Adsorptive bubble separation process may be defined as the mass transfer of a solid from the body of a liquid, to the liquid surface by means of bubble attachment. The solids are in dissolved, suspended and/or colloidal forms. The three basic mechanisms involved are bubble formation, bubble attachment and solids separation. In general, the light weight suspended solids, such as fibers, activated sludge, free oil, chemical flocs, fats, etc., can be readily separated by the process in accordance with physical-chemical bubble attachment mechanism. The colloidal solids, soluble organics, soluble inorganics, and surface active substances are separated from the bulk liquid by the bubble separation process after they are converted from colloidal or soluble form into insoluble form (i.e. suspended solids) which can then be floated by bubbles.
Alternatively, the soluble surface active substances can be separated easily by an adsorptive bubble separation process in accordance with surface adsorption phenomena. Nonsurface active suspended solids, colloidal solids, soluble organics and soluble inorganics can all be converted into surface active substances. All surface active substances in either soluble form or insoluble form can be effectively floated by fine gas bubbles. Production of fine gas bubbles for bubble separation is a difficult engineering task. Conventional methods and apparatus for the production of fine bubbles is similar to an inefficient pressure spray can, which requires over 2 minutes of detention time and over 50 psig pressure. A high horsepower gas compressor for gas dissolving is a necessity for the conventional gas dissolving system.

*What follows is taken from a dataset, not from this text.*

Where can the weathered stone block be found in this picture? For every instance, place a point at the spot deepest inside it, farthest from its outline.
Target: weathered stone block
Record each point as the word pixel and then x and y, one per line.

Conventional recarbonation, aeration and ozonation processes all involve the use of inefficient porous plates or gas diffusers for the introduction of carbon dioxide gas, air or ozone gas into an aqueous phase under atmospheric pressure and low liquid gravimetric pressure. Since bubble sizes are big and non-uniform, many gas bubbles are not able to completely dissolve into the aqueous phase and one, therefore, wasted in the gas stream. In cases where ozone gas is used, the residual ozone gas in the gas stream may create an air pollution problem.
The present invention is an enclosed highly efficient pressure vessel, including a porous gas dissolving tube and porous gas dissolving plate assemblies which are specifically designed to dissolve air, oxygen, nitrogen, carbon dioxide, ozone, other gases, or combinations thereof into a liquid stream, such as water, under high pressure (2 to 7 atmospheric pressure) and high rotation velocity (over 2,500 rpm). The swirling flow pattern, special nozzles, and porous gas dissolving means combine to achieve 100 percent gas dissolution in liquid and in turn eliminate the problem of a waste gas stream. The detention time needed for gas dissolving is reduced to a few seconds, therefore, the required size of the gas dissolving pressure vessel is significantly reduced. With the new system, a gas compressor becomes a supplemental means for the enhancement of gas dissolving and is no longer absolutely required.